De geschiedenispolitiek van beide instituten raken aan vier centrale thema's in het naoorlogse openbaar leven in het Westen, die relevant zijn voor Oekraïnes huidige buitenlandse betrekkingen:
(1) de anti-nationalistische richting van de Europese integratie,
(2) de centrale plaats van de holocaust in het moderne westerse denken,
(3) moderne criteria om wetenschappelijke van niet-wetenschappelijke meningsvorming te scheiden en
(4) het belang van Polen voor Oost-Europese zaken en van Duitsland voor de algehele Europese politiek.
De impact die UINP en TsDVR de afgelopen twee jaar hebben gehad op Oekraïnes publieke opinie en internationale imago creëert de volgende vier problemen voor de buitenlandse politiek van het land.
Oekraïens nationalisme vs Europees anti-nationalisme
In de eerste plaats is de campagne om Bandera's radicale nationalistische OUN een centrale plaats te geven in Oekraïnes nationale geheugen in tegenspraak met het originele idee van Europese integratie.

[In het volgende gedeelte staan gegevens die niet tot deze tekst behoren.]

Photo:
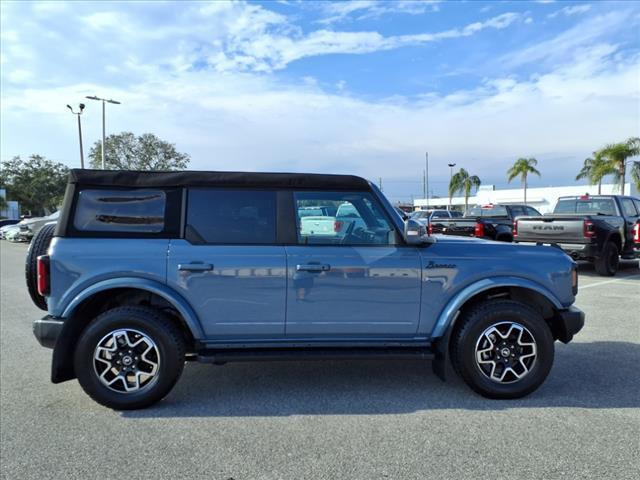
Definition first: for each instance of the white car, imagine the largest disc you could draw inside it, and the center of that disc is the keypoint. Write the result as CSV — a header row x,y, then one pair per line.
x,y
4,231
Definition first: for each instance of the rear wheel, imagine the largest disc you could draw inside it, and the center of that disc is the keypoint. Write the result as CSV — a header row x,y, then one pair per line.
x,y
502,349
129,357
607,264
39,246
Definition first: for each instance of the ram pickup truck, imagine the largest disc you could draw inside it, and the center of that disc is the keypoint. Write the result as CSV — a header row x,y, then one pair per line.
x,y
147,270
597,228
492,222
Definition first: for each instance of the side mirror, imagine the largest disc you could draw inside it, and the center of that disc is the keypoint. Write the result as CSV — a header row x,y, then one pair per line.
x,y
415,233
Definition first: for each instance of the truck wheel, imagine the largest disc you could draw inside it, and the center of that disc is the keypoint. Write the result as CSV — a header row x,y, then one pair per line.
x,y
502,349
607,263
39,246
129,357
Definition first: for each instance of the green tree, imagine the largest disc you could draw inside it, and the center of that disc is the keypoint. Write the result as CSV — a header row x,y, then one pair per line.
x,y
616,156
463,182
594,169
37,184
125,151
522,168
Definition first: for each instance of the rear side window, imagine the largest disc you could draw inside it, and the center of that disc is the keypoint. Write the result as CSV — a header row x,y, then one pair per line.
x,y
532,212
488,211
231,216
517,211
593,206
122,211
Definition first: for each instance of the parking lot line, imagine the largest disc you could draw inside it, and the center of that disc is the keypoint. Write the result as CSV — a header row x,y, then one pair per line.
x,y
615,280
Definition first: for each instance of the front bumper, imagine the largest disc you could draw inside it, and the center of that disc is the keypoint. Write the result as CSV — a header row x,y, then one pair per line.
x,y
567,323
47,330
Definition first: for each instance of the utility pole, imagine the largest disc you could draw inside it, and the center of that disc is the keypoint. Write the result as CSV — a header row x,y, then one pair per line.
x,y
77,114
451,165
103,100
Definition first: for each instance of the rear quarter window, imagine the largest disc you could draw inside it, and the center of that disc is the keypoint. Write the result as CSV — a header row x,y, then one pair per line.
x,y
122,211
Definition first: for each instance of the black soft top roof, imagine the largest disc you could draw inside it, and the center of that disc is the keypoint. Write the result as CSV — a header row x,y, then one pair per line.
x,y
133,178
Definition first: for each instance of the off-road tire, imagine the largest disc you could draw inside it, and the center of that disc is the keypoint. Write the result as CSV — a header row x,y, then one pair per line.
x,y
470,328
39,246
608,262
155,325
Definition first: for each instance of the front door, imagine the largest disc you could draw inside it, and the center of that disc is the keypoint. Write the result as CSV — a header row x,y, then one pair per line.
x,y
356,282
229,267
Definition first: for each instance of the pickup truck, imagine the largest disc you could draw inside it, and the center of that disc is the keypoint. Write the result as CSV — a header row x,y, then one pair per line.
x,y
597,228
492,222
147,270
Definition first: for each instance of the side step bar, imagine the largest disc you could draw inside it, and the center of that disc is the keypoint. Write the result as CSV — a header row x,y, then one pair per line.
x,y
276,354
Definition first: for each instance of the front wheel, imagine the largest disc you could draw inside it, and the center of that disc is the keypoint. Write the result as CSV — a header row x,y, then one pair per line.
x,y
129,357
502,349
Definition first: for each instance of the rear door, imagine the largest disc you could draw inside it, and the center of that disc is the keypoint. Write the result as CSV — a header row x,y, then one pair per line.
x,y
631,216
358,282
228,266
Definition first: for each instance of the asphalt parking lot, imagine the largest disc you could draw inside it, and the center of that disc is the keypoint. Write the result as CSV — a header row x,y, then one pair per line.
x,y
335,420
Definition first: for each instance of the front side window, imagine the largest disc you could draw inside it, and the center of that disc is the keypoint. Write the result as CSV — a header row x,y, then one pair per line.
x,y
628,208
358,220
120,211
230,216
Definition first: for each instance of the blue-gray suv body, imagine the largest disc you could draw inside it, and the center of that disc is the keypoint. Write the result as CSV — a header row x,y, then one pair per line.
x,y
148,269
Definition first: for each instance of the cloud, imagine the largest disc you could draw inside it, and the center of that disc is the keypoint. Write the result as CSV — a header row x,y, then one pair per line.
x,y
341,11
570,10
168,69
274,51
564,46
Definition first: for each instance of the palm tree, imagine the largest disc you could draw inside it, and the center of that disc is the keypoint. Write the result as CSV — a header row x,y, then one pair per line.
x,y
635,174
463,182
616,156
594,169
522,168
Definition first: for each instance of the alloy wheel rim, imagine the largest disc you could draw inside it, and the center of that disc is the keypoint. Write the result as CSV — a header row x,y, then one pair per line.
x,y
126,361
506,352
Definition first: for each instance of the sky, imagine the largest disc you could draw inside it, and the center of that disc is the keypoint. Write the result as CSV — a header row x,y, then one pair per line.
x,y
361,87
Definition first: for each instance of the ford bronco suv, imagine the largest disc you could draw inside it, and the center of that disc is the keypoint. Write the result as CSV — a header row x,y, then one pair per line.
x,y
147,270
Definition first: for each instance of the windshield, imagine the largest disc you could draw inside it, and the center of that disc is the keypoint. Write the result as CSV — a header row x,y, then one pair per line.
x,y
488,211
587,206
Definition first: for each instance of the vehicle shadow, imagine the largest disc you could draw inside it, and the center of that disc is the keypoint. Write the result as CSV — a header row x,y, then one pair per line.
x,y
599,375
627,267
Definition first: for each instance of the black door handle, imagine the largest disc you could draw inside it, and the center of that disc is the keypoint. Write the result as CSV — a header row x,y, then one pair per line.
x,y
195,267
313,267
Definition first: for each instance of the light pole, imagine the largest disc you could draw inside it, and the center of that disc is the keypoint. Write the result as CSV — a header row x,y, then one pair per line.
x,y
426,176
77,114
103,100
451,165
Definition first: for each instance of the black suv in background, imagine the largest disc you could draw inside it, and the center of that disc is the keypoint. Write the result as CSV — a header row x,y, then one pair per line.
x,y
491,222
597,228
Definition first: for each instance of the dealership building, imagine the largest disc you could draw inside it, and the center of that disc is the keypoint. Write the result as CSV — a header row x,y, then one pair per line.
x,y
542,199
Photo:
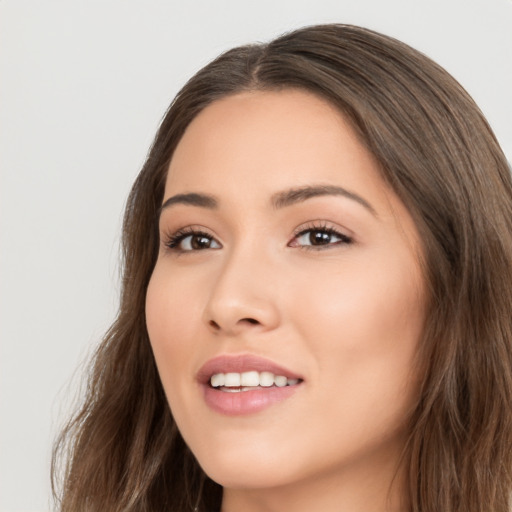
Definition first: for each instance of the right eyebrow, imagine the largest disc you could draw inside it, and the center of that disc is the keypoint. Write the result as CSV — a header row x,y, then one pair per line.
x,y
192,199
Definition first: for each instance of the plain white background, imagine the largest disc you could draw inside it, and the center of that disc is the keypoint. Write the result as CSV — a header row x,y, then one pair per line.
x,y
83,86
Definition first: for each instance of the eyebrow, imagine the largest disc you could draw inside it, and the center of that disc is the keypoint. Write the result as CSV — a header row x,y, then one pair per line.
x,y
300,194
278,200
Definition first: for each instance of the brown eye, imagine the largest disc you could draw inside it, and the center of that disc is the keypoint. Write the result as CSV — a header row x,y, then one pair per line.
x,y
192,241
198,242
320,237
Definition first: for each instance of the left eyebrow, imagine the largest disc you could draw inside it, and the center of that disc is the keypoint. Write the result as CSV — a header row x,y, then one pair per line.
x,y
192,199
300,194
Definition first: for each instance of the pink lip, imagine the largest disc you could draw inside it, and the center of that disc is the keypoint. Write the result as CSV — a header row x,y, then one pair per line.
x,y
244,402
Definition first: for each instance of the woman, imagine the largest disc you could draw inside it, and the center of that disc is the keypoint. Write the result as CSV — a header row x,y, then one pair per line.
x,y
316,300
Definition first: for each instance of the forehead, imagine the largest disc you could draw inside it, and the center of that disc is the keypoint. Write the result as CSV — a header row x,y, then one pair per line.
x,y
262,141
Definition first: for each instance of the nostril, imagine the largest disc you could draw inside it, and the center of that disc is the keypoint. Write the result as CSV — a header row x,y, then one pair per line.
x,y
250,320
214,324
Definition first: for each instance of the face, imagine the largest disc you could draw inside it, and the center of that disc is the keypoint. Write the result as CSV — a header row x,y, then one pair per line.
x,y
289,273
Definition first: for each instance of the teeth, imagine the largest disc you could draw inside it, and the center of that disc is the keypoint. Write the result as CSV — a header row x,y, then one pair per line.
x,y
250,380
232,380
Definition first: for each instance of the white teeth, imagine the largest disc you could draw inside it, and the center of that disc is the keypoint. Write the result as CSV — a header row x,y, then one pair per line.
x,y
250,379
218,380
232,380
280,381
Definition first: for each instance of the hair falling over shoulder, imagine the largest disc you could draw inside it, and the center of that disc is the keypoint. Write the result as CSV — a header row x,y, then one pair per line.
x,y
122,450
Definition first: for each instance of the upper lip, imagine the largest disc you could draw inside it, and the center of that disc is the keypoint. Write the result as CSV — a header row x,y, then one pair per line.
x,y
239,364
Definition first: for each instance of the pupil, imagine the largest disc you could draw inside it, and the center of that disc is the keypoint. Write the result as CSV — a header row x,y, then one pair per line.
x,y
200,242
320,238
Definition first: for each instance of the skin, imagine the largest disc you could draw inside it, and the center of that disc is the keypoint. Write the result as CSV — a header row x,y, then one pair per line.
x,y
346,316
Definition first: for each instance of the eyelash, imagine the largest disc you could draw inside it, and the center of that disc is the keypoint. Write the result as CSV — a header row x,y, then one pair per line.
x,y
173,241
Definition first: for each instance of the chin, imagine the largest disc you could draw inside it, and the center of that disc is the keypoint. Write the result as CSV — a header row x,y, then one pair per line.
x,y
256,467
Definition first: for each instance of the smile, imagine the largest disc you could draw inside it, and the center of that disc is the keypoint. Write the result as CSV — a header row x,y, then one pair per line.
x,y
247,381
245,384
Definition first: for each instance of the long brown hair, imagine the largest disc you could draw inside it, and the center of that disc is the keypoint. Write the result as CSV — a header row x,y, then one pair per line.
x,y
122,449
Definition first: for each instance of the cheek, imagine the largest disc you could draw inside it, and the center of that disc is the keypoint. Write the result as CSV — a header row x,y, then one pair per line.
x,y
171,319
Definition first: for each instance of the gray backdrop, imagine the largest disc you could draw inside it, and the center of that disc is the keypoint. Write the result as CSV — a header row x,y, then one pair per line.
x,y
83,85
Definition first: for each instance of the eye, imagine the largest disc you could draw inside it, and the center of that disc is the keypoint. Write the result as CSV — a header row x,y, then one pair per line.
x,y
188,240
319,237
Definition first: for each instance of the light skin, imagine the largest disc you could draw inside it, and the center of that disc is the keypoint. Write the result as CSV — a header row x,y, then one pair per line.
x,y
325,282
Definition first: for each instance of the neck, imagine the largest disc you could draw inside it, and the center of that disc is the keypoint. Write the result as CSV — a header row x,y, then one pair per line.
x,y
379,488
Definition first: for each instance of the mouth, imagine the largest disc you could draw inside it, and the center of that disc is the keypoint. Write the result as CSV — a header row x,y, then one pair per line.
x,y
247,381
245,384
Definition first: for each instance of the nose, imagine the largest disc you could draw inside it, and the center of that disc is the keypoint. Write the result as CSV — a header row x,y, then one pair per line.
x,y
243,297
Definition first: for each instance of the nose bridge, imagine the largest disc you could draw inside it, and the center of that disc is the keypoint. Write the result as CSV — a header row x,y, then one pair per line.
x,y
242,295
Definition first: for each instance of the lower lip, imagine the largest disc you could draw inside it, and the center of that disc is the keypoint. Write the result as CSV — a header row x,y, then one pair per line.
x,y
246,402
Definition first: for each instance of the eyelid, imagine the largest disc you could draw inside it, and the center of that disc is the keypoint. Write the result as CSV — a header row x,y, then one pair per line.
x,y
325,226
172,239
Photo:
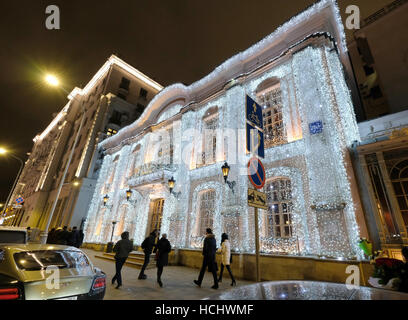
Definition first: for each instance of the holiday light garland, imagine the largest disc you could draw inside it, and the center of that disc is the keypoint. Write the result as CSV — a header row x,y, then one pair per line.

Terwijl de oprichting van de NAVO was ingegeven door anti-sovjet motieven, waren en zijn de Europese Gemeenschap en later de Europese Unie anti-nationalistische projecten, zoals de koortsachtige antipathie van Europa's nationalisten tegenover Brussel illustreert. Het startpunt van de naoorlogse Europese verzoening en vereniging was de poging van Frankrijk en Duitsland om hun eeuwenlange confrontatie achter zich te laten. Europa's integratie begon als een antwoord op de escalatie van nationalistisch sentiment in het vooroorlogse Europa en het Europa van het interbellum en als reactie op twee wereldoorlogen, die gedreven werden door radicale etno-centrische Europese bewegingen, vooral, maar niet alleen, door het Duitse fascisme.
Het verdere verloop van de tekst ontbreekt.